Wednesday, August 26, 2020

Belarusian White-Red-White Flag has Tatar Roots, Sidorov Says


Paul Goble

            Staunton, August 22 – The Belarusian white-red-white flag now carried by the Belarusian people as they march against Alyaksandr Lukashenka (who continues to use his slightly-revised Soviet-era Belarusian SSR one) like many symbols there has a complex and perhaps surprising history reflecting the even more complex ethnic and political past of the Belarusians.

            Intriguingly, the white-red-white flag has its origins in a banner carried by Tatar warriors fighting for the Lithuania-Rus (later “Republic of the Three Peoples”) against Muscovite forces at Orsh in 1514 and was promoted as a national flag in the 19th century by Klavdiya Duzh-Dushevsky, who was a descendant of the Tatar nobility involved.

            Kharun Sidorov, an ethnic Russian who converted to Islam, traces the complicated history of the region half a millennium ago so underscore the differences the flags highlight in perspectives between the peoples who are now Belarusians, Lithuanians and Poles, on the one hand, and the Moscow Russians, on the other (idelreal.org/a/30793424.html).

            In telling the story of the white-red-white flag, he marshals evidence to underscore three aspects of the contrast between these two positions and to stress why the flag the Belarusian people choose to fly with its echoes of Lithuanian, Polish and Crimean Tatar nations is so significant now and going forward.

            First, the ethno- and political genesis of Belarus in fact was linked to Europe from the beginning, fully integrated into the Lithuanian-Polish states. The only way to present the Belarusians as linked only to Moscow is to project ahistorically the situation they found themselves in after the partition of Poland in 1795 as subjects of the Russian state.

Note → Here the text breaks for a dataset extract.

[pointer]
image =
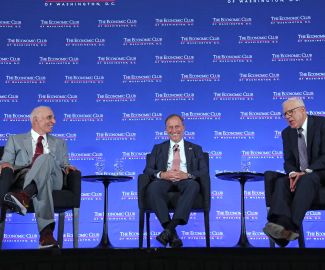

            Second, the Polish, Lithuanian and proto-Belarusian communities welcomed some 40,000 Crimean Tatars into their ranks, allowed them to retain their religion and intermarry with local people, and occupy senior positions in their states and militaries. The Russian state insisted they give up their faith or remain ghettoized and apart.

            And third, the Lithuanian-Polish-Belarusian state, the Union of Three Peoples as it called itself, drew on the forces of all its population to resist Russian imperial expansion. The Crimean Tatars played a key role in that, and consequently, it is entirely appropriate that a banner they used has become the flag under which the Belarusian people but not its current dictator march.

            One must certainly respect the statements of the Belarusian popular movement that it is not directed against Russia. Saying that is smart politics; but by choosing to fly this flag and no other, the Belarusians are showing that they view themselves as much as part of Europe and as little a part of Eurasia as do NATO and EU members Poland and Lithuania.

            As such, the white-red-white flag is no small thing. It underscores where Belarus has come from and where its people want to go in the future.